After German Chancellor Olaf Scholz’s speech announcing that military support for Kyiv, “the EU also announced it would bar Russian planes from EU airspace and expel Russian state-owned media outlets Russia Today and Sputnik from all 27 members of the European bloc… The EU said that its defense aid package could include fighter jets and that member states are willing to provide them. ‘We’re not talking about just ammunition,’ EU foreign policy chief Josep Borrell said. ‘We are providing more important arms to go to a war.’… ‘Just like President Putin has unified Ukraine against him and against Russia, President Putin has also unified the NATO alliance,’ former U.S. Ambassador to Ukraine William Taylor, who also served at NATO, told SiriusXM radio.” Los Angeles Times, February 28th.

Putin now faces his worst fears: NATO expansionism on steroids. Blowback. A self-fulfilling prophecy. “Finland and Sweden, after decades of neutrality, have signaled a new interest in joining the alliance while more autocratic members of the defense pact have excoriated Moscow… And in an effort to shore up Ukraine’s defenses, the European Union for the first time will finance the purchase and delivery of weapons, European Commission President Ursula von der Leyen said Sunday [2/27].” LA Times. The European Union is also considering Ukraine’s application for membership from … probably too late. 

Yet isolated, out of touch with reality, surrounded by advisors unwilling to tell him what he needs to hear, Vladimir Putin seems to have moved from mentally unstable to utterly insane. Fortunately, Putin alone cannot cause a nuclear strike. He does not control the actual triggering system. 

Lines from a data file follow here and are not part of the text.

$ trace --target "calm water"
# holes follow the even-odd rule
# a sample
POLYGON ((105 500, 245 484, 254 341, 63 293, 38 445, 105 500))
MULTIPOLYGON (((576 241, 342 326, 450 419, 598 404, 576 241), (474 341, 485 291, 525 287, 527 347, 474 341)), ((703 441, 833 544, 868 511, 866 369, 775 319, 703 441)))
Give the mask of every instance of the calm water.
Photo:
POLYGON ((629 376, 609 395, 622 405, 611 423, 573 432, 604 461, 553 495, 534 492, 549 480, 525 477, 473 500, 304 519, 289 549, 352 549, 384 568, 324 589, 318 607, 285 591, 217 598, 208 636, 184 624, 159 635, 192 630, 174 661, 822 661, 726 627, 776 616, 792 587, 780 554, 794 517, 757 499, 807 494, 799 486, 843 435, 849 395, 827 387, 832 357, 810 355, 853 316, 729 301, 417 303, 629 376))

I’m Peter Dekom, and Mr. Putin has to realize that his ultimate demise has moved to inevitable… perhaps sooner than he might imagine.

2 comments:

  1. Who controls the triggering system?

    ReplyDelete
  2. In Russia, Putin provides the code to his generals/admirals who then send the orders to the relevant naval or air force officers (who verify the code) who use the two key system that we do. A nuclear launch order was given to the one of four Russian submarines off Cuba in 1961, but the sub commander refused to carry it out.